Control what files are sent to the Docker daemon during build; smaller context = faster build + smaller chance of leaking secrets.

Analogy

.dockerignore is the packing list - you don’t want your entire house in the box; only what’s needed for the trip.

Data-flow diagram

  .dockerignore
    **/node_modules
    **/.git
    **/target
    **/*.log
    secrets/
    .env
    *.tmp
  $ docker build -t myapp .  # daemon receives only files NOT ignored

Deep explanation

The build context is the directory tree passed to the Docker daemon by docker build. With .dockerignore, list patterns to exclude (similar to .gitignore).

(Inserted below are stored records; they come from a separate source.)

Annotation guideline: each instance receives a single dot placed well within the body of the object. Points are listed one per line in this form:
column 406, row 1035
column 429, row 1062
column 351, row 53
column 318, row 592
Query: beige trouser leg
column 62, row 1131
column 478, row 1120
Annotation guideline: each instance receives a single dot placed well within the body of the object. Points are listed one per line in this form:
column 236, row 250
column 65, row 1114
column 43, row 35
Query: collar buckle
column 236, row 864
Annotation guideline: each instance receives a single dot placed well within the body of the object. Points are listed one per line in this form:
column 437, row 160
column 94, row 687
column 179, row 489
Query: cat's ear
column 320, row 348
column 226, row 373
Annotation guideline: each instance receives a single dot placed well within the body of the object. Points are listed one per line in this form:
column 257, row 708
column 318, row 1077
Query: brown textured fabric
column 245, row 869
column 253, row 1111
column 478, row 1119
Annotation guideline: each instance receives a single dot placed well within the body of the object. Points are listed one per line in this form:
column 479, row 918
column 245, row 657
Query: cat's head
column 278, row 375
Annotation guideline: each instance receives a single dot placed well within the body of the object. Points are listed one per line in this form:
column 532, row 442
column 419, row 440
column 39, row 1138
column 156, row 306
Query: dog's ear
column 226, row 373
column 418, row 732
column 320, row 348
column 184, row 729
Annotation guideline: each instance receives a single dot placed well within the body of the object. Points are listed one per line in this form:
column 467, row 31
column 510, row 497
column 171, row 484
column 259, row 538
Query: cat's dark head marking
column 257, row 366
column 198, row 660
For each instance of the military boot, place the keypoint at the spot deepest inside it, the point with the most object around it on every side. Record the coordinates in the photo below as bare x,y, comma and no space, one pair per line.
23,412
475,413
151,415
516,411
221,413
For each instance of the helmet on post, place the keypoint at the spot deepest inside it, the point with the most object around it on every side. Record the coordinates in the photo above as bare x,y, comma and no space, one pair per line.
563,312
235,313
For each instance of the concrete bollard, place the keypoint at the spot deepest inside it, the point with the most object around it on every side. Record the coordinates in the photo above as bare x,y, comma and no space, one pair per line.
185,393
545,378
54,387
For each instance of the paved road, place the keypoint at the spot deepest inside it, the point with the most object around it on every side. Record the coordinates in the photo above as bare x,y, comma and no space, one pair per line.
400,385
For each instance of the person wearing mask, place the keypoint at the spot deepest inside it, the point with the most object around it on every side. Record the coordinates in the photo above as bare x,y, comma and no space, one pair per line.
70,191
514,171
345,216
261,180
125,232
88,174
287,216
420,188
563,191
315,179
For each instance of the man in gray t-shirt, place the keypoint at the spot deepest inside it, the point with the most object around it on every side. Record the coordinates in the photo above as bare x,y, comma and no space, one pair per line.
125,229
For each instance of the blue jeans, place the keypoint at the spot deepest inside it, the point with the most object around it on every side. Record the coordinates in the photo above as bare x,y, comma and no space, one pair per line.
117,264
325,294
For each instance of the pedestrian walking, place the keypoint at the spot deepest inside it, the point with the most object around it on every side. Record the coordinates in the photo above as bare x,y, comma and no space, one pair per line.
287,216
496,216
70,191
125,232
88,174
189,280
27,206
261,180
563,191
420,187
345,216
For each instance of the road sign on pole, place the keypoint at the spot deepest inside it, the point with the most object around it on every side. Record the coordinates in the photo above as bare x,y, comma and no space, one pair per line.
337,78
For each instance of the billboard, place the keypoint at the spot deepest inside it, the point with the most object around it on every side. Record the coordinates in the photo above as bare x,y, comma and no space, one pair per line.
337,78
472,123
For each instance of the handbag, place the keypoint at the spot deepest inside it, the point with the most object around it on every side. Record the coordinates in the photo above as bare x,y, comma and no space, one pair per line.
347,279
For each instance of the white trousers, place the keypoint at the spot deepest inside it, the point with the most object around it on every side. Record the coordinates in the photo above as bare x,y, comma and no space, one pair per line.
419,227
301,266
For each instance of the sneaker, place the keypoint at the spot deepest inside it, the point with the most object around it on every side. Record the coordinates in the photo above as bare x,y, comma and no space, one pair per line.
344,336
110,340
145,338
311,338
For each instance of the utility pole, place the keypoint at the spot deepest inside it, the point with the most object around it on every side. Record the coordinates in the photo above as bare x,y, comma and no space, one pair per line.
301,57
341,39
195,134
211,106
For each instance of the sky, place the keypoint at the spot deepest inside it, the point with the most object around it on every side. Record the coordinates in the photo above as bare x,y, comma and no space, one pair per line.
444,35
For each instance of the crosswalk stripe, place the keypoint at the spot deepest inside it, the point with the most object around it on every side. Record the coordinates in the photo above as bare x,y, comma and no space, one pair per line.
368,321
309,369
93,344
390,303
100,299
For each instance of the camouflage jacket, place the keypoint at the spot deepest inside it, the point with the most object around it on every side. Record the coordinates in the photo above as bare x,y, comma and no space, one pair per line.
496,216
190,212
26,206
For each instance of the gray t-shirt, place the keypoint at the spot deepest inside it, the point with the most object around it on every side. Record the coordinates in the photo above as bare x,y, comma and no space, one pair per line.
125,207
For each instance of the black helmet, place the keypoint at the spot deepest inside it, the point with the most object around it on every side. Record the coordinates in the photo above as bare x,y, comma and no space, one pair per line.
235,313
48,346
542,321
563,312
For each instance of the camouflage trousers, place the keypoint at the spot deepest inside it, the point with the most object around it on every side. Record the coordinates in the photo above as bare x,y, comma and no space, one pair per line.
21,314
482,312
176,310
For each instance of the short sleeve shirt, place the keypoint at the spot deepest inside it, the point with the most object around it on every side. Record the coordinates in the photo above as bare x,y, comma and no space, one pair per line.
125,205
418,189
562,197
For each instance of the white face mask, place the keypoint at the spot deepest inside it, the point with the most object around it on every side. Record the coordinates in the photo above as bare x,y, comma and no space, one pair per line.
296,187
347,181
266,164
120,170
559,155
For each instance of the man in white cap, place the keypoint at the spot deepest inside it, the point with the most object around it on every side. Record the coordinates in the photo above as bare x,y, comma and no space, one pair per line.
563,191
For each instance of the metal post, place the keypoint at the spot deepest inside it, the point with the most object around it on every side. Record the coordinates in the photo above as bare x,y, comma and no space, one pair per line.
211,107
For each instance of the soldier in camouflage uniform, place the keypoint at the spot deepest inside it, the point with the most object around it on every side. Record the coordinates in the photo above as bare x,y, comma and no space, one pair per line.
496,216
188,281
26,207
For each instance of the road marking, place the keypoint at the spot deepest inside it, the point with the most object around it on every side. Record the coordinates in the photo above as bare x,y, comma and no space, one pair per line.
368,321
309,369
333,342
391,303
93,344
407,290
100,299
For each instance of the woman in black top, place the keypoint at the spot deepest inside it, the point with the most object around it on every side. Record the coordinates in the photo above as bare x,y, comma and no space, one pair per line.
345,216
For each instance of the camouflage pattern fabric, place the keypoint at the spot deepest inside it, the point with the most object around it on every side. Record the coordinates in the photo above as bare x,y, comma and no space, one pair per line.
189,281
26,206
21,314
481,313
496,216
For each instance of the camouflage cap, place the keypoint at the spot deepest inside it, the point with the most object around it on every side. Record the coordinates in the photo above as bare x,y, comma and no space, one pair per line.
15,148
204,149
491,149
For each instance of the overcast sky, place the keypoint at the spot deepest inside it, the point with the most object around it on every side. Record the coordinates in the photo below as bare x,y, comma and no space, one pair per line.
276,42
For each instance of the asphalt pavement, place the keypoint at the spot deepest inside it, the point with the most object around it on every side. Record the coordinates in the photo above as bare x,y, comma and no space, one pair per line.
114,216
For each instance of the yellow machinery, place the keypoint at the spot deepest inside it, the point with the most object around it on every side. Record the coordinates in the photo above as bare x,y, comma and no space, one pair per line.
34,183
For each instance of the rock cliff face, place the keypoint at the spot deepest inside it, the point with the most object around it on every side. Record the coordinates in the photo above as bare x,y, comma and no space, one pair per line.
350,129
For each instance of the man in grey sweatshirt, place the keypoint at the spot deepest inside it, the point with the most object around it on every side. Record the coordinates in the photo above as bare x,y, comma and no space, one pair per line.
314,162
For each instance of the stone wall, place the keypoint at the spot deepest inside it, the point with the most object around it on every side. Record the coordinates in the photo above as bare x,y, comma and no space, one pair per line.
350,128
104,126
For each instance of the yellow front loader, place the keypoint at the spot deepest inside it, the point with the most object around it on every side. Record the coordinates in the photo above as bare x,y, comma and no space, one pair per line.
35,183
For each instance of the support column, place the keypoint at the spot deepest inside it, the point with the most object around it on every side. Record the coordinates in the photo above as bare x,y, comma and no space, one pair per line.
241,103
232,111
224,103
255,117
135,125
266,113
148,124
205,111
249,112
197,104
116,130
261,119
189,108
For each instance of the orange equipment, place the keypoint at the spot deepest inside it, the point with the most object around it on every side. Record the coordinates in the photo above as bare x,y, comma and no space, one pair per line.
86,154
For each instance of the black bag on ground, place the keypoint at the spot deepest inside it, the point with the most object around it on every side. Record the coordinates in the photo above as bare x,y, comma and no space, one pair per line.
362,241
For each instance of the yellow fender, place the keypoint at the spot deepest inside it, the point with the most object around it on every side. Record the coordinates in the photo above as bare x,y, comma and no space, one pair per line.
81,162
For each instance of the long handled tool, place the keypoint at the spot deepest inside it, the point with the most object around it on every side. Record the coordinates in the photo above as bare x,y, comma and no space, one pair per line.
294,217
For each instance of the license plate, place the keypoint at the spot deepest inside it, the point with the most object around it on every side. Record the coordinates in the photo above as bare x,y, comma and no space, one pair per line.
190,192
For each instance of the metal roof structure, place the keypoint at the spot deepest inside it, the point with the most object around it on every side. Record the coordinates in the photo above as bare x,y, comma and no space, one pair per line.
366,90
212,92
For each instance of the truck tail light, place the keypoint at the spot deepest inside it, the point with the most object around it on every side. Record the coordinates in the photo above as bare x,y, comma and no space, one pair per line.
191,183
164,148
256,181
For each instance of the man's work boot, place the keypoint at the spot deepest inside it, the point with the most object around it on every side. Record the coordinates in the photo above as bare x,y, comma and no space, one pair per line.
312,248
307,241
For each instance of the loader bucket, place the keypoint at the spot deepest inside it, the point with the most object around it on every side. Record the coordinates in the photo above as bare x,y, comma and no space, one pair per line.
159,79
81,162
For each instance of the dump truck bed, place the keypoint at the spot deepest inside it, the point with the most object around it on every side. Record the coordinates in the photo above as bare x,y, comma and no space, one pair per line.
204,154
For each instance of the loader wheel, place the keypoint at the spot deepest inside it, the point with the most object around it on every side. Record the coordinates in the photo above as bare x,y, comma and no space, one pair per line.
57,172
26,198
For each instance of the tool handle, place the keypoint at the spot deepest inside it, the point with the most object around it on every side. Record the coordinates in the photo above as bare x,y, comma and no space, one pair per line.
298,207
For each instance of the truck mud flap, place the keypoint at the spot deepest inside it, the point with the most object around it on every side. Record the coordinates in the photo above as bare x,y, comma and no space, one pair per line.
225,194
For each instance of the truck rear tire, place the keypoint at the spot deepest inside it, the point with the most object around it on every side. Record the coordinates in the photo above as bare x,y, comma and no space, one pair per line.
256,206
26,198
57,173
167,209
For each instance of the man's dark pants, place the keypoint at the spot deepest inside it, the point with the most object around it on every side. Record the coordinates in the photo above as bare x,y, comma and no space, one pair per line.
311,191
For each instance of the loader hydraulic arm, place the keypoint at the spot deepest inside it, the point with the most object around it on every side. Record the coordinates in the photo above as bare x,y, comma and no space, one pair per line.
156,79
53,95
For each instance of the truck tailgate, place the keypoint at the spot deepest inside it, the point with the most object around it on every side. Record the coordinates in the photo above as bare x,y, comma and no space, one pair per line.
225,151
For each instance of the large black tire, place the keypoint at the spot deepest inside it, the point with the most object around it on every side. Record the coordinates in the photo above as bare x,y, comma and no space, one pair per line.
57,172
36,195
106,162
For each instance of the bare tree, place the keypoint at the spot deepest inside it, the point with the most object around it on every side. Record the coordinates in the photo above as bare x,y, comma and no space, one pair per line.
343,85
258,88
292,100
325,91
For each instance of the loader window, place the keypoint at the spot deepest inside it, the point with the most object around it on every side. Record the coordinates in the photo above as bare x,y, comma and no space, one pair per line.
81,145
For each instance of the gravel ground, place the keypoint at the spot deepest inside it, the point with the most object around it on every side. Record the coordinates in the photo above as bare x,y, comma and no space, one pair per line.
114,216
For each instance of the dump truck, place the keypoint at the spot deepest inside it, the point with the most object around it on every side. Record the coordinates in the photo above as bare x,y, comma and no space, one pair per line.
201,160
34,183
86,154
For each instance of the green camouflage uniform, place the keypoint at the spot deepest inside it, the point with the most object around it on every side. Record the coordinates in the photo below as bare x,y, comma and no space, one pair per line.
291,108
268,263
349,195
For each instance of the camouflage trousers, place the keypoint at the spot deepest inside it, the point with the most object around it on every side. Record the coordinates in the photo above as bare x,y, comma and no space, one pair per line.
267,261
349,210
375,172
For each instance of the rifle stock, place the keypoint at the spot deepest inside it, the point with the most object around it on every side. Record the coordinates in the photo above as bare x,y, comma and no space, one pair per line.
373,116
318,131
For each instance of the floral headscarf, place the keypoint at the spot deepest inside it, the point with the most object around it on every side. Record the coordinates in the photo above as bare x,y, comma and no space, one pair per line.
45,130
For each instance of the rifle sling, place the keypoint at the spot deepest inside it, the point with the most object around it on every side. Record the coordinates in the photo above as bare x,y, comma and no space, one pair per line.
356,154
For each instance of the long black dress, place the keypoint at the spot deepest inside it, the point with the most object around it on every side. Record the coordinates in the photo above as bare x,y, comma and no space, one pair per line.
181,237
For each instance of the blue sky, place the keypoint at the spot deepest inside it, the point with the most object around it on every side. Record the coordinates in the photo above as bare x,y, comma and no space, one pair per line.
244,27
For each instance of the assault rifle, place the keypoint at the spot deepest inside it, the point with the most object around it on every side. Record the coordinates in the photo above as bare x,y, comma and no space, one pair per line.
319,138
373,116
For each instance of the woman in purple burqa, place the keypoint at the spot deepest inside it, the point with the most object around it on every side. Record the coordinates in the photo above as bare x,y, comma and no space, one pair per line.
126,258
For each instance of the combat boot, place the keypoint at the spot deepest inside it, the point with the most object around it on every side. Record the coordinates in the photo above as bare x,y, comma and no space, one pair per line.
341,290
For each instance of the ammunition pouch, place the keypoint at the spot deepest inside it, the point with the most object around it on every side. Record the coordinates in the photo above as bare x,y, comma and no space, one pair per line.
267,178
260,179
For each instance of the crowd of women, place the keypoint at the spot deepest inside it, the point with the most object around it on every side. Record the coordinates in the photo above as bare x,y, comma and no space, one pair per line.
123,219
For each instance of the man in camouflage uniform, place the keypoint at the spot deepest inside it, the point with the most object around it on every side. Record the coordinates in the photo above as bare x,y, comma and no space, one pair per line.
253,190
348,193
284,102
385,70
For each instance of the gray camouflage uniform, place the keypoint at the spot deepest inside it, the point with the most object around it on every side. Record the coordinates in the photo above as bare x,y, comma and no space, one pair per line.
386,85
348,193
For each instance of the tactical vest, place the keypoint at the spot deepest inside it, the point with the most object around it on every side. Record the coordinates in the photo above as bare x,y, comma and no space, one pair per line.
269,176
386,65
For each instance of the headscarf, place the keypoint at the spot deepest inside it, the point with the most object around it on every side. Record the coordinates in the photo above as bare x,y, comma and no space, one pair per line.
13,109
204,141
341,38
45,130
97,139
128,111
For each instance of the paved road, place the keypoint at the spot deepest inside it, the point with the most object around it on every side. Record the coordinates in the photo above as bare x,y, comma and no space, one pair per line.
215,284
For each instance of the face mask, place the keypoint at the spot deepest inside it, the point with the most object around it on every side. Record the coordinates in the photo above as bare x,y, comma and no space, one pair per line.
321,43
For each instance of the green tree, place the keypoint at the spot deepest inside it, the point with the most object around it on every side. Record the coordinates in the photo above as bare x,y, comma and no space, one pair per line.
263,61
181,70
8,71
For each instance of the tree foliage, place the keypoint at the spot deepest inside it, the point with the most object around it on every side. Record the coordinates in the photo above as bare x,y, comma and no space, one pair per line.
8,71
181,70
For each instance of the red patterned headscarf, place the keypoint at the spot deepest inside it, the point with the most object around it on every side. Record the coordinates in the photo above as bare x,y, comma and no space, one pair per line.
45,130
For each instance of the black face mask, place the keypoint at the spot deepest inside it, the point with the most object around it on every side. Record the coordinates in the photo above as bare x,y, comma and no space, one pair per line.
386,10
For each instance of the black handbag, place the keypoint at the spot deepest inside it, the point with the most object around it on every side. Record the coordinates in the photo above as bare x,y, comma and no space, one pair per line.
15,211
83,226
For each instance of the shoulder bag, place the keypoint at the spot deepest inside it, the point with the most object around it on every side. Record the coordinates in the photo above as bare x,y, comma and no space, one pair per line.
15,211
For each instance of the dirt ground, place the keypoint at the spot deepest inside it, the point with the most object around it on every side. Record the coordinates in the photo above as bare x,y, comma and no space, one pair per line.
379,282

Critical exclusions: .git (huge, may include secrets), node_modules (often rebuilt inside the image), test/coverage files, secrets (.env, secrets/), local logs, IDE files (.idea, .vscode). A too-large context makes builds slow and can accidentally leak secrets (e.g. SSH keys in .ssh/ copied into a layer).

Examples

Example 1

# .dockerignore
.git
.gitignore
node_modules
**/node_modules
**/dist
**/.env
**/coverage
**/*.log
.vscode
.idea
Dockerfile
.dockerignore
README.md

comprehensive ignore list. Especially .git (carries commit history and possibly secrets).

Example 2

docker build --check -t myapp .
# warns if context is suspiciously large

BuildKit —check warns early if you forgot to add to .dockerignore.

Example 3

docker buildx build --progress=plain -t myapp . 2>&1 | head -30

until BuildKit, plain progress shows the context transfer time.

Common mistake

No .dockerignore -> 5GB build context. Accidentally copying .git which may include SSH keys or leaked credentials. Copying .env into the image (secret leak).

Key takeaway

Always include .dockerignore for any nontrivial build; smaller and well-curated context = faster build + smaller leak surface; treat .dockerignore like .gitignore.